Com os chineses, o Brasil teve superávit de US$5,2 bilhões. A piora veio de Coreia do Sul, Tailândia e Índia. Com os três, o déficit foi de mais de US$6,5 bilhões. Com os sul-coreanos, o déficit cresceu 120%, de US$2,1 bi para US$4,6 bi. As importações subiram 75%, de US$4,8 bi para US$8,4 bi. Já com os indianos, saímos de superávit de US$1,2 bilhão para déficit de US$750 milhões. Para o vice-presidente da Associação de Comércio Exterior do Brasil (AEB), José Augusto de Castro, os números mostram a fragilidade de nosso saldo comercial, porque mesmo com a disparada dos preços das matérias-primas, o superávit com os asiáticos foi muito reduzido:

- O problema no comércio com a China é que o superávit ficou praticamente igual de um ano para o outro, mesmo com a explosão de preços das commodities. Isso significa que aumentamos muito as importações, em 60%. Com a Índia, o superávit virou déficit porque importamos muito óleo diesel. Com a Coreia do Sul, a importação é basicamente de automóveis e eletroeletrônicos. Enquanto vendemos matérias-primas para eles, compramos itens com valor agregado.

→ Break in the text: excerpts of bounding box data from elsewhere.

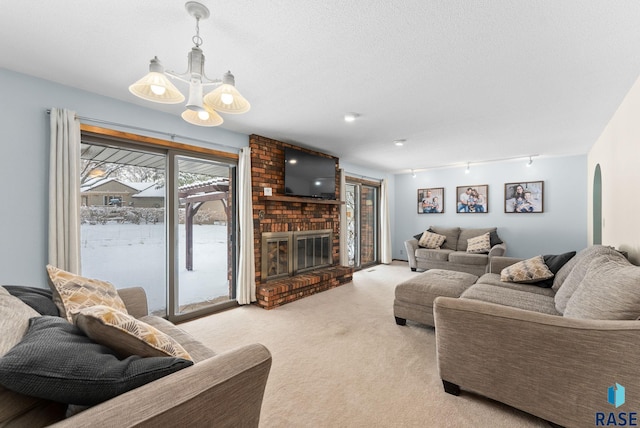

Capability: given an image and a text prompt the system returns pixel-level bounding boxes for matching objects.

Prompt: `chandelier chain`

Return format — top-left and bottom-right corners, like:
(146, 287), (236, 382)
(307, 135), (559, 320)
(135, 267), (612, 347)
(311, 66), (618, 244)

(191, 17), (203, 48)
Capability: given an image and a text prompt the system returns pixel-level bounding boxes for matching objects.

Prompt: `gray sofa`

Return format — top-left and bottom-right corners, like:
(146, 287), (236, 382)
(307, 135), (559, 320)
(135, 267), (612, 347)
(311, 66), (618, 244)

(404, 226), (507, 276)
(434, 246), (640, 427)
(0, 287), (271, 427)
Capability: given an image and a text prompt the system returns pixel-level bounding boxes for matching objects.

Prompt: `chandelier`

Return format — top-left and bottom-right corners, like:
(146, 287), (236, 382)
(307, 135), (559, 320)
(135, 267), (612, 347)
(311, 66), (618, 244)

(129, 1), (251, 126)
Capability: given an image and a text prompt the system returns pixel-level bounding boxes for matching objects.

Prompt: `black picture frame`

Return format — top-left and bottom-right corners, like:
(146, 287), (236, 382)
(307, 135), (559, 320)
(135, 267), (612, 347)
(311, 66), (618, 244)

(504, 180), (544, 214)
(456, 184), (489, 214)
(418, 187), (444, 214)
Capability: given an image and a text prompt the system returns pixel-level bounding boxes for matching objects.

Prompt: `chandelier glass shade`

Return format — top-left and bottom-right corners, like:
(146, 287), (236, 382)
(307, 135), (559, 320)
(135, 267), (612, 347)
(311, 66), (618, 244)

(129, 1), (251, 126)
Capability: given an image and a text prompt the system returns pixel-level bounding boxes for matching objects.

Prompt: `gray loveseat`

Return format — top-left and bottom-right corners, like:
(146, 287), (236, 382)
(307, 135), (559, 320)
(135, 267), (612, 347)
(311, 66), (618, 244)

(434, 246), (640, 427)
(0, 286), (271, 427)
(404, 226), (507, 276)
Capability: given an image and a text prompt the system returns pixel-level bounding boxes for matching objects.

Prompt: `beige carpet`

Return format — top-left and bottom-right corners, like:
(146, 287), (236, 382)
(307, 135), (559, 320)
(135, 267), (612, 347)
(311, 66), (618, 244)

(180, 262), (548, 428)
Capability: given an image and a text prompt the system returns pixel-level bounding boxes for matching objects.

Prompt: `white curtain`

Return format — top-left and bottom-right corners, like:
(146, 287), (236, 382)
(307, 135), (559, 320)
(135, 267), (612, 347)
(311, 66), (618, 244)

(340, 169), (349, 266)
(236, 147), (256, 305)
(380, 178), (391, 264)
(49, 108), (80, 274)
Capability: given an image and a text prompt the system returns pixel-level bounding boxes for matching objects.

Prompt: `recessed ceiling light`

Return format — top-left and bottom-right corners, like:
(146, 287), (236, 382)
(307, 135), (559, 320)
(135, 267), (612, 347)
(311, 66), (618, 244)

(344, 113), (360, 122)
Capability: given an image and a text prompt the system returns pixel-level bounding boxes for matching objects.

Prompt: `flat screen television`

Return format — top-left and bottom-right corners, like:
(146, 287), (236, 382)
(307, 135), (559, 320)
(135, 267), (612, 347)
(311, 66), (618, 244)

(284, 147), (336, 199)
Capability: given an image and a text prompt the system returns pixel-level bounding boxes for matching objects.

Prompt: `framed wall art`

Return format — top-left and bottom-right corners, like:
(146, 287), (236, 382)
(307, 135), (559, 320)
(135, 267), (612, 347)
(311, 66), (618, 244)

(418, 187), (444, 214)
(456, 184), (489, 213)
(504, 181), (544, 214)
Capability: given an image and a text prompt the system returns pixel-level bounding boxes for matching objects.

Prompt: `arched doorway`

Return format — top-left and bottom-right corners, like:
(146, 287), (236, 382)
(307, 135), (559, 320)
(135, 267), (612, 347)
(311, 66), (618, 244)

(593, 164), (602, 245)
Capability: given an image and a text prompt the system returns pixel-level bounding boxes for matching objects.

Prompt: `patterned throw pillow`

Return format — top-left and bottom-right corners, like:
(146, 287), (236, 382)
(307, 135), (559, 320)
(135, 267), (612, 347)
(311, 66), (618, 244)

(47, 265), (127, 322)
(73, 305), (193, 361)
(418, 230), (447, 250)
(500, 256), (553, 284)
(467, 232), (491, 254)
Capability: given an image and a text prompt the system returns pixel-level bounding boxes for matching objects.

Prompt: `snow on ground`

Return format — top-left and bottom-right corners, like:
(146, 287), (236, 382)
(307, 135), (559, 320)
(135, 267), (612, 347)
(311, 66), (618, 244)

(80, 222), (229, 311)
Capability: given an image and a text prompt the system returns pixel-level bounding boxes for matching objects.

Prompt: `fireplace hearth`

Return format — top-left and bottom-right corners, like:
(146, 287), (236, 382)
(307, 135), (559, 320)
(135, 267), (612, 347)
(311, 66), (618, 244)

(262, 229), (333, 280)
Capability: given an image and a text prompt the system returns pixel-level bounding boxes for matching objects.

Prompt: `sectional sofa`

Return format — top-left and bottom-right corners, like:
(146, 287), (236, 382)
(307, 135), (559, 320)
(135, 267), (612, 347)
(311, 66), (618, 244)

(433, 246), (640, 427)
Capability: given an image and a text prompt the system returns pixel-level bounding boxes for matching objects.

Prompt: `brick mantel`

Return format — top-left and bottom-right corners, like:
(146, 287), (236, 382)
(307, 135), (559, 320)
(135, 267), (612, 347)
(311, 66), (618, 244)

(249, 135), (352, 308)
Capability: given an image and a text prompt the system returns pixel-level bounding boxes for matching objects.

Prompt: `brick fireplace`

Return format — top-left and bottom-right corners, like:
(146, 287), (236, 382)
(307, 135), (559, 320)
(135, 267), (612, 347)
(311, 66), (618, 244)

(249, 135), (353, 309)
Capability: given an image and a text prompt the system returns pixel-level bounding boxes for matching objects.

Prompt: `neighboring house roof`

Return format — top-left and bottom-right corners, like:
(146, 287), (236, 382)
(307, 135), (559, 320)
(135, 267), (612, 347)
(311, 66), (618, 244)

(80, 178), (156, 193)
(131, 185), (166, 198)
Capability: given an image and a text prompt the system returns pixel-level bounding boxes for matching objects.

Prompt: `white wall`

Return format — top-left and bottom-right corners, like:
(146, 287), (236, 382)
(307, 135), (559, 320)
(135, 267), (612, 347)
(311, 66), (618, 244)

(588, 73), (640, 264)
(0, 68), (249, 287)
(393, 155), (587, 260)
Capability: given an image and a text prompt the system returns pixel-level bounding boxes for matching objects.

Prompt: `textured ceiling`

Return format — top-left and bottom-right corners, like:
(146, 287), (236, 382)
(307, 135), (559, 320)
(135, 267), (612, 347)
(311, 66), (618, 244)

(0, 0), (640, 172)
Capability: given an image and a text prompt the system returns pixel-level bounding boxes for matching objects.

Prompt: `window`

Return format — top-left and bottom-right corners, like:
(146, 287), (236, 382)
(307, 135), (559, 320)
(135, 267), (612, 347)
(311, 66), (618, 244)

(80, 130), (237, 321)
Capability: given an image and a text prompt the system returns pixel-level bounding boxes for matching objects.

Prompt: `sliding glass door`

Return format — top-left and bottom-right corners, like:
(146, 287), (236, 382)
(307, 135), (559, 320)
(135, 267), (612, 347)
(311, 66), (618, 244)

(80, 142), (167, 316)
(170, 156), (235, 316)
(80, 135), (236, 321)
(345, 179), (379, 269)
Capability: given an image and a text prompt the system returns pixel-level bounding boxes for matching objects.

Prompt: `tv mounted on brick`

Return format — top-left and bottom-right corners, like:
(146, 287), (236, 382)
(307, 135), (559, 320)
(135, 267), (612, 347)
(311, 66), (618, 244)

(284, 147), (336, 200)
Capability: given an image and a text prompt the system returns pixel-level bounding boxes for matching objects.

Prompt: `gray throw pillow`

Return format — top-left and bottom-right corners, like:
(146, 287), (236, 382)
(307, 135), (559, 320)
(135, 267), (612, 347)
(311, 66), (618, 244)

(0, 316), (193, 405)
(552, 245), (625, 314)
(3, 285), (60, 317)
(564, 258), (640, 320)
(536, 251), (576, 288)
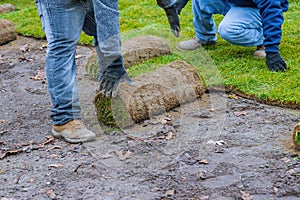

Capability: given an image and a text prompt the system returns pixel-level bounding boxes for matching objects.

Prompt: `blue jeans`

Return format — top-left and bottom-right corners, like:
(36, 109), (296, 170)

(35, 0), (121, 125)
(192, 0), (264, 46)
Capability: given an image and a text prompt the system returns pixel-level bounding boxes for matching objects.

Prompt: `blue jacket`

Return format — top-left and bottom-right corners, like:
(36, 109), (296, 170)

(229, 0), (289, 52)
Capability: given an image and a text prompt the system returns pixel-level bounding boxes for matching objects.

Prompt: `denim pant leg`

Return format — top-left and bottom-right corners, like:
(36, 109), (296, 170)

(35, 0), (86, 124)
(192, 0), (230, 44)
(93, 0), (122, 72)
(218, 5), (264, 46)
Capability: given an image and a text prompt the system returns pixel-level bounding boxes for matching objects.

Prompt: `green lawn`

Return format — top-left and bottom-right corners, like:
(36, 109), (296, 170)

(0, 0), (300, 108)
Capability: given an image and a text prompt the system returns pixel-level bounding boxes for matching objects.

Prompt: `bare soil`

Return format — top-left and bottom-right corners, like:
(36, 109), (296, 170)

(0, 36), (300, 200)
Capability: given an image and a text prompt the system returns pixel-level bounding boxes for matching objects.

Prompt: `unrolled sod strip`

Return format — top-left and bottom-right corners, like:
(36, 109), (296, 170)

(0, 19), (17, 45)
(94, 61), (205, 128)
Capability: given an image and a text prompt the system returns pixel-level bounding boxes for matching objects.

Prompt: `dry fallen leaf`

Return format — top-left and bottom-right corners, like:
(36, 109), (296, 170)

(198, 159), (209, 165)
(20, 44), (30, 53)
(165, 189), (175, 197)
(228, 94), (239, 99)
(240, 190), (253, 200)
(234, 111), (247, 117)
(116, 151), (131, 161)
(46, 189), (56, 199)
(281, 157), (291, 163)
(207, 140), (226, 146)
(48, 163), (64, 168)
(75, 54), (85, 59)
(199, 195), (209, 200)
(166, 131), (173, 140)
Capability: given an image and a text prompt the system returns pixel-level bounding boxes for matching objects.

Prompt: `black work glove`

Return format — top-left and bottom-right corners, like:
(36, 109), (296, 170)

(175, 0), (189, 15)
(266, 52), (287, 72)
(99, 58), (134, 98)
(164, 5), (180, 37)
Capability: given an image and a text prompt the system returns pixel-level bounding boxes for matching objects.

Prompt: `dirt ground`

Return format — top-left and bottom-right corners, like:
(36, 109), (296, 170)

(0, 36), (300, 200)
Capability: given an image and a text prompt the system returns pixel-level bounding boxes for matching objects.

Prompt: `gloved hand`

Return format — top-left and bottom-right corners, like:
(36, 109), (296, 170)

(175, 0), (189, 15)
(164, 4), (180, 37)
(99, 57), (134, 98)
(266, 52), (287, 72)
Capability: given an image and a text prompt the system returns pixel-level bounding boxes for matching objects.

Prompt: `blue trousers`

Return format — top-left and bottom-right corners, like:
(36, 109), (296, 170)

(35, 0), (121, 125)
(192, 0), (264, 46)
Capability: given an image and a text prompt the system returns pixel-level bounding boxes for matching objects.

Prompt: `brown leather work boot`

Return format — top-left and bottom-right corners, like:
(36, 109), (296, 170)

(253, 45), (266, 58)
(52, 119), (96, 143)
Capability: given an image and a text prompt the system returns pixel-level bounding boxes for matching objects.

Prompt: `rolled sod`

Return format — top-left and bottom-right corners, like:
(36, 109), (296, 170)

(94, 60), (205, 128)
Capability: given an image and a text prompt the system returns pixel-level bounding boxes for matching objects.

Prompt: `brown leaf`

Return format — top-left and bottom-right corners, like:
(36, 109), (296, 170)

(46, 188), (56, 199)
(228, 94), (239, 99)
(20, 44), (30, 53)
(75, 54), (85, 59)
(46, 145), (61, 151)
(48, 163), (64, 168)
(0, 150), (22, 159)
(199, 195), (209, 200)
(234, 111), (247, 117)
(281, 157), (291, 163)
(30, 70), (46, 81)
(19, 57), (33, 62)
(0, 55), (4, 64)
(116, 151), (131, 161)
(165, 189), (175, 197)
(198, 159), (209, 165)
(207, 140), (226, 146)
(240, 190), (253, 200)
(166, 131), (173, 140)
(101, 152), (113, 159)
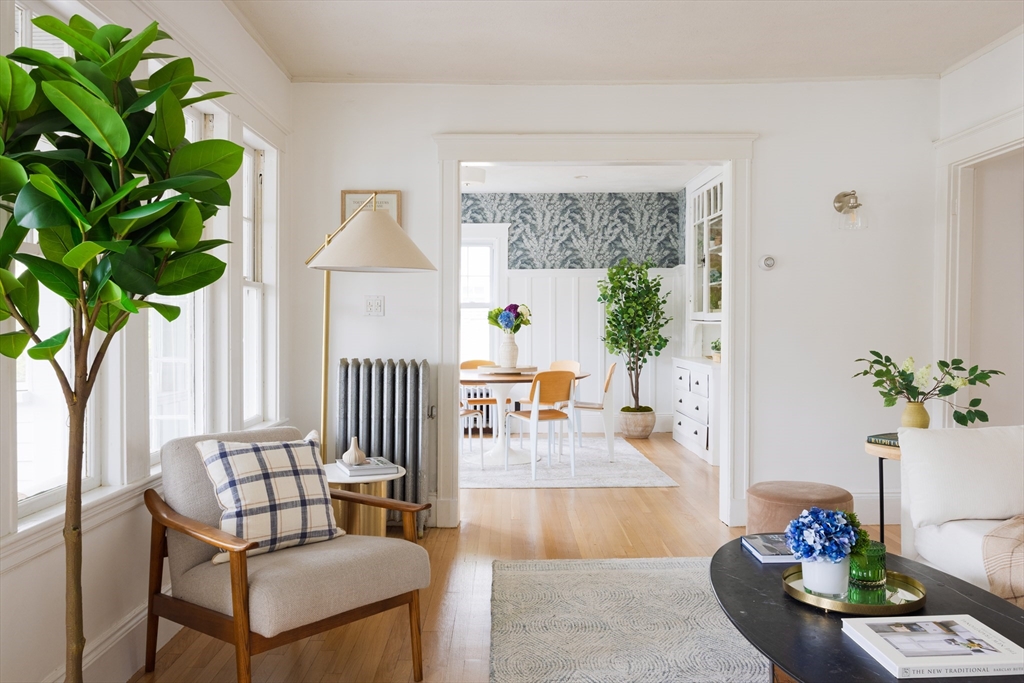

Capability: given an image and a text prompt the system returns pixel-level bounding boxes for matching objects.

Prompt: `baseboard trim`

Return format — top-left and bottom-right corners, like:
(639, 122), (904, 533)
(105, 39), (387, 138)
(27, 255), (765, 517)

(853, 492), (900, 526)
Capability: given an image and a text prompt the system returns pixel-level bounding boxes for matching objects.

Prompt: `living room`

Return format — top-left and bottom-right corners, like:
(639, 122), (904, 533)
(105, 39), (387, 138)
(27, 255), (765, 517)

(0, 0), (1024, 681)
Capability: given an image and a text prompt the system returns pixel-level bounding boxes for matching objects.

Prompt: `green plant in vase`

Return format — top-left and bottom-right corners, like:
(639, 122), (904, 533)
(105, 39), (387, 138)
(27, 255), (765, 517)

(0, 15), (243, 682)
(854, 351), (1004, 428)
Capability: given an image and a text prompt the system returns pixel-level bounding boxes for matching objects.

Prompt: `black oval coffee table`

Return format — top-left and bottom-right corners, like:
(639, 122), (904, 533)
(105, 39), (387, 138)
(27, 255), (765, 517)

(711, 539), (1024, 683)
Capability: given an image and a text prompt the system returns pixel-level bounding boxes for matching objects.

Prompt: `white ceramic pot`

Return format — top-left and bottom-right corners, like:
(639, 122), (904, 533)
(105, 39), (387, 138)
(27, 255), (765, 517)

(801, 555), (850, 599)
(498, 332), (519, 368)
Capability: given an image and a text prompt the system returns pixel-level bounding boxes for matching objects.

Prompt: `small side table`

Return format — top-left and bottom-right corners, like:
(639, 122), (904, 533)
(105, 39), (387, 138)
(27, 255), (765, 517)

(864, 432), (901, 543)
(324, 463), (406, 536)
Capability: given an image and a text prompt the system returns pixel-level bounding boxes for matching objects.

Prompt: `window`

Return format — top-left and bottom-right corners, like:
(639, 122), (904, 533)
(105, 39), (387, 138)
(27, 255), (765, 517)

(242, 145), (265, 427)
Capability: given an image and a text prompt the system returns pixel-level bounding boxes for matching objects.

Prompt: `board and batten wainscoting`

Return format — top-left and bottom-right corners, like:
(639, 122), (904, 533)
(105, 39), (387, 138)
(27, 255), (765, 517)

(492, 266), (686, 432)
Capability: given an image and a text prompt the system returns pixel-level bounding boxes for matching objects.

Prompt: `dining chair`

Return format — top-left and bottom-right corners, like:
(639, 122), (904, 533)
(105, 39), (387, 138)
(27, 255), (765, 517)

(574, 362), (618, 463)
(505, 370), (575, 481)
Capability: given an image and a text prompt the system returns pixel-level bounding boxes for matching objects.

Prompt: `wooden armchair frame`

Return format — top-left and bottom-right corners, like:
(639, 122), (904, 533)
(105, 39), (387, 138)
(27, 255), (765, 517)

(144, 488), (430, 683)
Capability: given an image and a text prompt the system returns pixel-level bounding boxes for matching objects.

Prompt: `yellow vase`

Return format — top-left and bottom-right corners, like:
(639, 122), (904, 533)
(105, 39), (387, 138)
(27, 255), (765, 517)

(900, 400), (931, 429)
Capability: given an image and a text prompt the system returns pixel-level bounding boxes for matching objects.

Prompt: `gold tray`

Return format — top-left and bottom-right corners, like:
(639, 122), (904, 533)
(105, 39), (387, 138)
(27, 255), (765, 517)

(782, 564), (925, 616)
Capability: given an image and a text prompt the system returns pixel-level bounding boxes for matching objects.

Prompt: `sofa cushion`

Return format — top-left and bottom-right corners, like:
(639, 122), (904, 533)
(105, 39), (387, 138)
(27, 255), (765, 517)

(899, 426), (1024, 528)
(173, 536), (430, 638)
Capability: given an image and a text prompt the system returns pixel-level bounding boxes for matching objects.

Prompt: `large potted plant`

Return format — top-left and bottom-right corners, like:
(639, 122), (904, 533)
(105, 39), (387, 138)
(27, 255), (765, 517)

(597, 258), (672, 438)
(0, 15), (243, 681)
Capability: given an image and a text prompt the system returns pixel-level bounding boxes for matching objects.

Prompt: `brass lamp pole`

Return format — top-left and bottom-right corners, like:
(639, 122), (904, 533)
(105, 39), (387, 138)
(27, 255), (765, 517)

(305, 193), (437, 461)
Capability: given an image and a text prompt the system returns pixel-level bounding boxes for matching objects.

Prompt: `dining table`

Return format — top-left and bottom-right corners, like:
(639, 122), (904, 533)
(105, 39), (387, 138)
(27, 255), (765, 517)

(459, 370), (590, 467)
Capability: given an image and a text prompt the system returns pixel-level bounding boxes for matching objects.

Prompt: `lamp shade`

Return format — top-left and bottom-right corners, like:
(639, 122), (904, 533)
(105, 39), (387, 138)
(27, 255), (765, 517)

(309, 211), (437, 272)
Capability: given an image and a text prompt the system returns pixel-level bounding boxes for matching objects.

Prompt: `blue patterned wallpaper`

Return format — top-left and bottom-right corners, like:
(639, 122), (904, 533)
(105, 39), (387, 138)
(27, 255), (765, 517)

(462, 190), (686, 269)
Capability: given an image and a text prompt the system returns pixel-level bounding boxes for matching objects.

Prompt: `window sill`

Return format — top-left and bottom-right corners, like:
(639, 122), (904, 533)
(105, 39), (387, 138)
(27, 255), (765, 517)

(0, 466), (162, 574)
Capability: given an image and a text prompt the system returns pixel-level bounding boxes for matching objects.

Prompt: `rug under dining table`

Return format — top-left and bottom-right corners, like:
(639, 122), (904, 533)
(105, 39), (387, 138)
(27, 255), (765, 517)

(459, 432), (679, 488)
(490, 557), (768, 683)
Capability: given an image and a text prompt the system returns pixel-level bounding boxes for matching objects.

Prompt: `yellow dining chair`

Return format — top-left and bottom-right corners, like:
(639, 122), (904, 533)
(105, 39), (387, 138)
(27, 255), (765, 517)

(574, 362), (618, 463)
(505, 371), (575, 481)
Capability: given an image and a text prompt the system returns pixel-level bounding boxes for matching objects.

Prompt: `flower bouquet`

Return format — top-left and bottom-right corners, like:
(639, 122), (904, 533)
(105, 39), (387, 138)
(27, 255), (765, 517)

(854, 351), (1004, 428)
(785, 507), (870, 598)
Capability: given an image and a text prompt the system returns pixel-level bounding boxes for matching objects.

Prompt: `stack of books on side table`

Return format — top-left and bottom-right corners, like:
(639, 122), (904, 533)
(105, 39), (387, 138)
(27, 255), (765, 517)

(843, 614), (1024, 678)
(335, 458), (398, 477)
(739, 533), (800, 564)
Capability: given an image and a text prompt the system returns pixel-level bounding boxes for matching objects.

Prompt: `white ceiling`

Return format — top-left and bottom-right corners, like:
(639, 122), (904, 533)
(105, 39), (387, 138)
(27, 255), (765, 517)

(223, 0), (1024, 83)
(462, 164), (708, 193)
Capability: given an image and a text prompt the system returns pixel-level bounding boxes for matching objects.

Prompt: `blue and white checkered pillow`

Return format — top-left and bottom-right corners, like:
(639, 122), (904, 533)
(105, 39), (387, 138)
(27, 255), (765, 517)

(196, 431), (345, 564)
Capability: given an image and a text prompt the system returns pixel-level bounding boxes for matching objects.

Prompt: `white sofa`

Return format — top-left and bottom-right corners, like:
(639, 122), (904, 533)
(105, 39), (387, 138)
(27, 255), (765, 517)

(899, 426), (1024, 591)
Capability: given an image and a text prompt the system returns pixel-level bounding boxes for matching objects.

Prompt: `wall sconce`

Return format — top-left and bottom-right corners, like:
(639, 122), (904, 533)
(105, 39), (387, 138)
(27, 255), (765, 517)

(833, 189), (867, 230)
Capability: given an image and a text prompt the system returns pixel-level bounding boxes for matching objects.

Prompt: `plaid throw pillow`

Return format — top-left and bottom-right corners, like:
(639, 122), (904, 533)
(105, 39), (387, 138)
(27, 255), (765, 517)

(196, 431), (345, 564)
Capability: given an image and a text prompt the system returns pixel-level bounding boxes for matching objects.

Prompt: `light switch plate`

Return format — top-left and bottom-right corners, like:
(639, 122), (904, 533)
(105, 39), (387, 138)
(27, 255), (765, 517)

(367, 294), (384, 315)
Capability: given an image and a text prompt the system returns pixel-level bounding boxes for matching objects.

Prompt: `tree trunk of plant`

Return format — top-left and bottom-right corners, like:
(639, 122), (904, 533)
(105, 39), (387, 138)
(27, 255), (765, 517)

(63, 400), (85, 683)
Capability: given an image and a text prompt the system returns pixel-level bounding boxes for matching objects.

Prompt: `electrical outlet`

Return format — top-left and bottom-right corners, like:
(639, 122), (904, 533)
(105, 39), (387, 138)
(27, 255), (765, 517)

(367, 294), (384, 315)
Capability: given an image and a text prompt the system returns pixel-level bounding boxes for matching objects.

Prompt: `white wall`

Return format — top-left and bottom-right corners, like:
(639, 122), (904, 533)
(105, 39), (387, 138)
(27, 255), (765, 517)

(282, 80), (939, 519)
(970, 150), (1024, 425)
(0, 0), (291, 682)
(939, 34), (1024, 137)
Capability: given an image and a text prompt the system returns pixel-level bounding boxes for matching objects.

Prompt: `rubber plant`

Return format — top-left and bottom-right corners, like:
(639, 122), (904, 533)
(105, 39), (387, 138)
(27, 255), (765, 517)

(0, 15), (243, 681)
(597, 258), (672, 413)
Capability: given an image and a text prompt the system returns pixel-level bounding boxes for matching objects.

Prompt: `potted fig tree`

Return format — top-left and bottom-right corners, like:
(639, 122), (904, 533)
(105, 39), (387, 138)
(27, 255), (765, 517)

(597, 258), (672, 438)
(0, 15), (243, 682)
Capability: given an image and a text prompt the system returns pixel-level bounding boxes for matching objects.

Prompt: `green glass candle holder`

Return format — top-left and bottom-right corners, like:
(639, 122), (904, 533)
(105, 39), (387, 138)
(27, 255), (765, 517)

(850, 541), (886, 589)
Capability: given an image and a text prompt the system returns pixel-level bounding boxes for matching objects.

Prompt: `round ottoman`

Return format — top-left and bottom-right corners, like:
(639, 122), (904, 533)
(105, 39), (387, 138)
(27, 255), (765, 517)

(746, 481), (853, 535)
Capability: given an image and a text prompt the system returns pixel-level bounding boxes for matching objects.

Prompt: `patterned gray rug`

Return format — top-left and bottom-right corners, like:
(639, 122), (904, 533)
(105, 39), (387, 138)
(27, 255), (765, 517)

(490, 557), (768, 683)
(459, 432), (679, 488)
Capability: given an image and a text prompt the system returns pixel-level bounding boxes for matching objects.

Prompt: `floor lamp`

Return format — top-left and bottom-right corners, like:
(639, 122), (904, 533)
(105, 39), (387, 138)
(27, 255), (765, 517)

(306, 193), (437, 462)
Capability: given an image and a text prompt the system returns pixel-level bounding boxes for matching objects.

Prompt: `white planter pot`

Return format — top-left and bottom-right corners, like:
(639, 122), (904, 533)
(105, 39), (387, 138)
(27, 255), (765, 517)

(498, 332), (519, 368)
(801, 556), (850, 599)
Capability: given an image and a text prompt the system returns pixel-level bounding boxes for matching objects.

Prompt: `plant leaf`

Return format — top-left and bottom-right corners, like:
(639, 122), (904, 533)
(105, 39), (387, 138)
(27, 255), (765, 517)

(43, 81), (131, 159)
(153, 92), (185, 152)
(29, 15), (111, 63)
(0, 330), (30, 358)
(101, 22), (157, 81)
(29, 328), (71, 360)
(170, 140), (243, 180)
(157, 254), (226, 296)
(14, 254), (78, 301)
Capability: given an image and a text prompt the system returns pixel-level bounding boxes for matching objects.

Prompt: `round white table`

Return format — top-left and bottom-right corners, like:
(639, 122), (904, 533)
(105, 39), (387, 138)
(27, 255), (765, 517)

(324, 463), (406, 536)
(459, 370), (590, 467)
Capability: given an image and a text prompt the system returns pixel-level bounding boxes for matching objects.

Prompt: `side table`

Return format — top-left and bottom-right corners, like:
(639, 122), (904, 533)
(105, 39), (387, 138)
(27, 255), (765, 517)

(324, 463), (406, 536)
(864, 432), (901, 543)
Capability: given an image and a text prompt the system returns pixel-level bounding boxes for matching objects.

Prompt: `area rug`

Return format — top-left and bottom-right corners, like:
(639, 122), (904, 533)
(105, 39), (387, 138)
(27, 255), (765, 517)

(459, 433), (679, 488)
(490, 557), (768, 683)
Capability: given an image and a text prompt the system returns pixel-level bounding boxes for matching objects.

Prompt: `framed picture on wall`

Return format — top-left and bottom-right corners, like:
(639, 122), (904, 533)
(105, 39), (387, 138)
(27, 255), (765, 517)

(341, 189), (401, 225)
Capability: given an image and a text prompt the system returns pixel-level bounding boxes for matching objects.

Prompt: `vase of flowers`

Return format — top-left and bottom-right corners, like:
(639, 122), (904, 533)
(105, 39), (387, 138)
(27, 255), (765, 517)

(487, 303), (529, 368)
(854, 351), (1004, 429)
(785, 507), (870, 599)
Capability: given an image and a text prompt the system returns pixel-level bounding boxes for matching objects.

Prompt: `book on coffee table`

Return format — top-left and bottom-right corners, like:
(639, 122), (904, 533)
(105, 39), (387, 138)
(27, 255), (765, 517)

(843, 614), (1024, 678)
(739, 533), (799, 564)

Os números revelam outros dados surpreendentes. Com os Estados Unidos, nosso déficit comercial disparou 75% de um ano para o outro, de US$4,4 bilhões para US$7,7 bi. Já no Oriente Médio, a surpresa é o Irã, que virou o segundo maior comprador de produtos brasileiros, ultrapassando os Emirados Árabes. Aproveitando o embargo promovido pelos americanos, nossas vendas para os iranianos subiram 74%, de carne, açúcar e milho, principalmente, chegando a US$2,1 bilhões.

- Com os EUA, o déficit disparou por motivos ideológicos, porque não demos atenção a esse mercado. Sempre tivemos superávit com os americanos. Em 2008, por exemplo, foi de US$1,8 bi. A participação dos americanos no nosso comércio era de 25% e foi reduzido a 9,6%. Um mau resultado, em se tratando da principal vitrine para o comércio internacional - explicou Castro.

As principais queixas dos exportadores continuam sendo câmbio e Custo Brasil. O real valorizado tira competitividade, e a precária infraestrutura, alta carga tributária e carência de mão de obra especializada encarecem custos de produção. A China, apesar do superávit comercial, ainda é considerado país ultrafechado. Se, por um lado, o mercado chinês é forte comprador de matérias-primas, por outro, mantém restrita a compra de itens com maior valor agregado. No setor de aviação civil, por exemplo, é o governo chinês quem decide de quais companhias estrangeiras as empresas do país podem comprar. Essa é uma das dificuldades que a Embraer tem, apesar de ter conseguido exportar mais em 2010, chegando a US$4,16 bilhões, e fechar o ano em quarto lugar no ranking de exportações.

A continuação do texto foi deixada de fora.